The State Bank's major responsibility is to contain inflation however the 27 July MPS reiterates its earlier claims that "the recent decline in inflation is consistent with the MPC's view that recent price pressures are largely supply-driven and transient. Headline inflation should begin to dissipate more visibly in the second half of the year when the February electricity tariff increase drops out of the base, converging to the 5-7 percent target range over the medium-term.

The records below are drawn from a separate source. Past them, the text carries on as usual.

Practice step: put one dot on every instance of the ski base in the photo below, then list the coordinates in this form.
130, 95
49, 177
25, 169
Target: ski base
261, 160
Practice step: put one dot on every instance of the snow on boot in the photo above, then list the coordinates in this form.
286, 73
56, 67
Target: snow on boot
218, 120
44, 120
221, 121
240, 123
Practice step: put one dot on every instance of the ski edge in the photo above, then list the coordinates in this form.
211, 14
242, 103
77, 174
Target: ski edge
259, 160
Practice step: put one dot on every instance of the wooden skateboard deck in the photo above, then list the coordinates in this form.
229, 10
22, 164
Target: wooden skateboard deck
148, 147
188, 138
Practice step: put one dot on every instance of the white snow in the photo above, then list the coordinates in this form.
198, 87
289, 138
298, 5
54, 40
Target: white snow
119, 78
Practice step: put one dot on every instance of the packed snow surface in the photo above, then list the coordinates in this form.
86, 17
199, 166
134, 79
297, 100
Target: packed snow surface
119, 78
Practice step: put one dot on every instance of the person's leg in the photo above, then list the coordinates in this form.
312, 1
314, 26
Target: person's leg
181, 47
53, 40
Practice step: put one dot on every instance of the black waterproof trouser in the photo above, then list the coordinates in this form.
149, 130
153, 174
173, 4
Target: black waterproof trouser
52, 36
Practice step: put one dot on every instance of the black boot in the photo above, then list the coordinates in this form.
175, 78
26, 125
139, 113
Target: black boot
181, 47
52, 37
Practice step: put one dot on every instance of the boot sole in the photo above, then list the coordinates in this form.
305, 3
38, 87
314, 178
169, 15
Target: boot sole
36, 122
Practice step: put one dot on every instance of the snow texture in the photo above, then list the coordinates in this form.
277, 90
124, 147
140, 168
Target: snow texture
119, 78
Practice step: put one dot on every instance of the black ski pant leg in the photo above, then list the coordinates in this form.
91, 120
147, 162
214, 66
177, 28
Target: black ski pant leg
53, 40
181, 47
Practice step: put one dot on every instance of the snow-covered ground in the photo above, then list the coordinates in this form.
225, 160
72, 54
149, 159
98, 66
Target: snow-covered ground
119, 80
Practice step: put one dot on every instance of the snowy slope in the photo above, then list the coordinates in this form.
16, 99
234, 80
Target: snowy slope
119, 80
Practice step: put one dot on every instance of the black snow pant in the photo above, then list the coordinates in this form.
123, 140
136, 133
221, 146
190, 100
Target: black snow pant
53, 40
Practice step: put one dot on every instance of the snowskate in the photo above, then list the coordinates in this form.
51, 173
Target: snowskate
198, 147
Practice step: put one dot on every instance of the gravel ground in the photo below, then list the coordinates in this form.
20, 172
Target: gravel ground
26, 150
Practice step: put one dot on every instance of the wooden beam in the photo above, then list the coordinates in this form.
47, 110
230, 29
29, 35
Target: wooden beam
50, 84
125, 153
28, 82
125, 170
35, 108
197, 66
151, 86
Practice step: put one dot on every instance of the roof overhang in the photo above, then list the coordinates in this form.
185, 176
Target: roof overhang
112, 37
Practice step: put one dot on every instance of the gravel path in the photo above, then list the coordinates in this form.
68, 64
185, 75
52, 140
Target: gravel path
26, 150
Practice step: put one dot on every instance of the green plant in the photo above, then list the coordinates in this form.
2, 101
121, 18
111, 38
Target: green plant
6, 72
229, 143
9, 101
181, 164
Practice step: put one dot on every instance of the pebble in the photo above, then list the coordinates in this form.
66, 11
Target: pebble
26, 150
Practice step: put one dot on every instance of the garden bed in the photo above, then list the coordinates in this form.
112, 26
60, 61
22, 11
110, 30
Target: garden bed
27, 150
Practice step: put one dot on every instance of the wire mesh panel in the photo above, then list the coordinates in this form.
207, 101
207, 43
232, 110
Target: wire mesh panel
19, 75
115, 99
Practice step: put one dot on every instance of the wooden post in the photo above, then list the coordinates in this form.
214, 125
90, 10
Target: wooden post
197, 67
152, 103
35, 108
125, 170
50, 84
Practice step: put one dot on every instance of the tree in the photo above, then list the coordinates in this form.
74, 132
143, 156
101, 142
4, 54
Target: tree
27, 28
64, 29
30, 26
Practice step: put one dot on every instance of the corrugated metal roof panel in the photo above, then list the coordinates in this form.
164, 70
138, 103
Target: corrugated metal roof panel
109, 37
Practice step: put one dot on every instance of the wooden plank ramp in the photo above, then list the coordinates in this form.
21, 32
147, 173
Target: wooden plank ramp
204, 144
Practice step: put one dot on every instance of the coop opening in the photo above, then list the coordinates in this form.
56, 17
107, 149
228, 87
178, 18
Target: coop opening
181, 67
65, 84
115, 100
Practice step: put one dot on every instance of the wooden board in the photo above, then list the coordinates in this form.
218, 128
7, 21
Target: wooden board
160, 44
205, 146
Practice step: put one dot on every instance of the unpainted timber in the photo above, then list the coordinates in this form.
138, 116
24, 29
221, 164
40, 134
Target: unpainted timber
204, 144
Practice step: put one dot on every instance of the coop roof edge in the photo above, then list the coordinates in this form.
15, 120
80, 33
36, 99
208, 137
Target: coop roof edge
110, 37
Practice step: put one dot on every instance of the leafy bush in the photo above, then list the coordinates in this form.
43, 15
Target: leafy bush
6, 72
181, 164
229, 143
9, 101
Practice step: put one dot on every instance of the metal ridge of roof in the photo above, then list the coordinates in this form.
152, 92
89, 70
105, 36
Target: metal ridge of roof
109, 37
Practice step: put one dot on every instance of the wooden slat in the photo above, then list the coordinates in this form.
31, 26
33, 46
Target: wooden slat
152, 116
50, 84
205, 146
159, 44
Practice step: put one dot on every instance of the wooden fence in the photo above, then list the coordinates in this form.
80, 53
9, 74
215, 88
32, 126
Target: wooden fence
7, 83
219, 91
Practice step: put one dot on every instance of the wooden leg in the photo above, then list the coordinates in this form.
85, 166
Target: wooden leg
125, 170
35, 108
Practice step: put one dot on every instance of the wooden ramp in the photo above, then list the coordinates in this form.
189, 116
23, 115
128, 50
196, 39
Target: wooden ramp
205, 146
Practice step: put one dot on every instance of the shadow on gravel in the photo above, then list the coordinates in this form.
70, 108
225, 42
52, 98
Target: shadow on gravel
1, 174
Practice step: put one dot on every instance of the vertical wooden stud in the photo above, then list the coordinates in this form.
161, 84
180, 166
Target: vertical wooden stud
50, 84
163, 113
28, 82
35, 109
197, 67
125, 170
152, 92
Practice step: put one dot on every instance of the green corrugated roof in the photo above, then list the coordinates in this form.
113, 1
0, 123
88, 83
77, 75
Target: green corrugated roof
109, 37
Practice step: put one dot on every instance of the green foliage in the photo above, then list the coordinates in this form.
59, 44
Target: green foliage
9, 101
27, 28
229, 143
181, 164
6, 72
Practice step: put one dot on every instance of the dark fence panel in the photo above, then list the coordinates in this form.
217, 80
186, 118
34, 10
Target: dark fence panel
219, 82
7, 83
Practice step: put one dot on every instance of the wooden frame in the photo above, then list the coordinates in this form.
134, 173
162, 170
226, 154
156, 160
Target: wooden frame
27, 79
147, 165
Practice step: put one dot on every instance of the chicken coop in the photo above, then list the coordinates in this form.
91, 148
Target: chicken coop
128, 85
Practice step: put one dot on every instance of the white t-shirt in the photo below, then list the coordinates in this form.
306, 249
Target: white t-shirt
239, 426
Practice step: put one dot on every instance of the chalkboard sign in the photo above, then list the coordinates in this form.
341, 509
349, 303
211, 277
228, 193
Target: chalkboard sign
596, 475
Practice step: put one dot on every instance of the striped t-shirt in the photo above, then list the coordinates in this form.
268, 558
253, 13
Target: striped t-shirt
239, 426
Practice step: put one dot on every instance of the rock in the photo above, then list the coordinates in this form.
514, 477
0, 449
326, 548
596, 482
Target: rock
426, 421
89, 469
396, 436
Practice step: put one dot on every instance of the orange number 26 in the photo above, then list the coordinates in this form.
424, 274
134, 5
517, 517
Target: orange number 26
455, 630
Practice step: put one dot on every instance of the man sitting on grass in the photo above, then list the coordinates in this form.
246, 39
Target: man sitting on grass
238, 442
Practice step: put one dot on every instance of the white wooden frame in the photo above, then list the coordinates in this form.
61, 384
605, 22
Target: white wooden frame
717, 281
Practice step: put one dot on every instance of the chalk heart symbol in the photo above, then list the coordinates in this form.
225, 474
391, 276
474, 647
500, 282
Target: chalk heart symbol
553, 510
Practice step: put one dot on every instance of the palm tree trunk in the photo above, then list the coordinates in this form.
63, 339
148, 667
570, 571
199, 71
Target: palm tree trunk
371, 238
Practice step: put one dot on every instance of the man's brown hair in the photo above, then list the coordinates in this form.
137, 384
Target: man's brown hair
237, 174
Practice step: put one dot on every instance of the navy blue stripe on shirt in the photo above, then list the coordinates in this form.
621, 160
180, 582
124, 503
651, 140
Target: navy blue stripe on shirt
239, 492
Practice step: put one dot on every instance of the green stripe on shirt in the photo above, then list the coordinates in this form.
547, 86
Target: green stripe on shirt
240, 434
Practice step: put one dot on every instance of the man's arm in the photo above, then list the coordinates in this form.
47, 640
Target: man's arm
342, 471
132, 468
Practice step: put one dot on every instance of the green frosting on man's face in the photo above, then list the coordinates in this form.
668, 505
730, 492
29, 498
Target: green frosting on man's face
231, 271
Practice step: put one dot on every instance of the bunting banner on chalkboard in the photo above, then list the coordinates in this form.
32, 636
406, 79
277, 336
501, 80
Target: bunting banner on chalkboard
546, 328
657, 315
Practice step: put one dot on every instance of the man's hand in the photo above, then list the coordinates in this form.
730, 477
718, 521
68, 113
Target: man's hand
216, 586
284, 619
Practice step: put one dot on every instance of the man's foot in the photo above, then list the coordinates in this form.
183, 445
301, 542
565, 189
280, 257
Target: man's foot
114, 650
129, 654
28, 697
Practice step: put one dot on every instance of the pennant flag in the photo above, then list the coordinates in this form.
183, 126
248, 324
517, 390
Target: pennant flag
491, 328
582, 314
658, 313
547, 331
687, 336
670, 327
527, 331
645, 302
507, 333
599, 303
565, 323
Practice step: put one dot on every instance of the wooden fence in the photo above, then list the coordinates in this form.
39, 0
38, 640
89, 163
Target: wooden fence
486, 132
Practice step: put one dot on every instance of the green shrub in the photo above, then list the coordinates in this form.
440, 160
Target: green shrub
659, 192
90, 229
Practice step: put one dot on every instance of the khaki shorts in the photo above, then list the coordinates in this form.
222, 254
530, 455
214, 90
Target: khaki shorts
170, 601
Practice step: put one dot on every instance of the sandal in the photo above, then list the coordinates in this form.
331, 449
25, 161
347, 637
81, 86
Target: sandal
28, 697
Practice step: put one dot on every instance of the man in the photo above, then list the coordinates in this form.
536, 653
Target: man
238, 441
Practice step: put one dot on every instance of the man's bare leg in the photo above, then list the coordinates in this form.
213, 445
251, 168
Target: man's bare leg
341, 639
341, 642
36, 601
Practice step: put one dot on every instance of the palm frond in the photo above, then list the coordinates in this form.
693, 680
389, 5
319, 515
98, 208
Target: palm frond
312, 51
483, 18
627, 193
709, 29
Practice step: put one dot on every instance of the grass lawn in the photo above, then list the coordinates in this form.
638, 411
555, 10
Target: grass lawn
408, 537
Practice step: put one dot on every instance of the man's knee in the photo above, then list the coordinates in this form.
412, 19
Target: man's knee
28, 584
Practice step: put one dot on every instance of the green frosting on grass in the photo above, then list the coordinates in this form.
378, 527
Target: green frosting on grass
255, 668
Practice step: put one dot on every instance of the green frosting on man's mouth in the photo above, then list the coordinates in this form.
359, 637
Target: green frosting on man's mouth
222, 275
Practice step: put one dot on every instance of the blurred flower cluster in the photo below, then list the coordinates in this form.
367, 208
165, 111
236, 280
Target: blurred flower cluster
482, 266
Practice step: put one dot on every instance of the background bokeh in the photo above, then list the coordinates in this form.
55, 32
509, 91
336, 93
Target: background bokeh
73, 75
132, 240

Conversely, risks that could raise

inflation include higher-than-expected global commodity prices, especially if these are coupled with upward adjustments in the PDL or domestic energy tariffs, as well as fiscal slippages that lead to stronger demand-side pressures through the year." This statement raises three major concerns as not mentioned: (i) the rupee erosion impacting on higher input/raw material/fuel prices with respect; (ii) heavy reliance on debt to shore up foreign exchange reserves (though it is noted that around 20 billion dollars of external financing needs are expected to be more than fully met not through exports and remittances) the desired form of foreign exchange inflows but through healthy commercial (at a very high interest rate with a small amortization period that is jacking up the budget deficit - a highly inflationary policy), official (dependent on the sixth IMF review being conclusive), portfolio (inflows including Roshan Digital Account due to the yields on offer being more than double those on offer by other countries), and Foreign Direct Investment inflows (with China by far the largest contributor though it requires sovereign guarantees which accounts for the government upping the previous limit of sovereign guarantees from 2 percent of GDP to 10 percent); and (iii) the reference to electricity tariff has stumped all power sector experts and requires a clarification.

The MPS noted that "if balance of payments pressures were to emerge, some normalization of monetary policy may also be needed, especially if demand side pressures are at play." These include (i) the stock of quasi money (the energy sector circular debt of 2.5 trillion rupees today); and (ii) fiscal deficit with the decision to adjust petroleum levy noted as a possible contributor to inflation - which has been unsustainable for the past three years requiring heavy domestic and external borrowing - the inordinate focus of the MPS.

To conclude, the MPS must desist from passing on the buck to the Ministry of Finance or on large scale collusion (referred to as the mafia by the Prime Minister). The issue is also not one of having an accommodative policy and/or currency erosion that may or may not be at variance with other EMs with low vaccination rates; but one of careful calibration before taking decisions which recognize that less than half a percent fall or rise in the discount rate can impact on major macroeconomic indicators as can a less than half a percent rise or fall in the currency value - an exercise which requires expertise in building econometric models.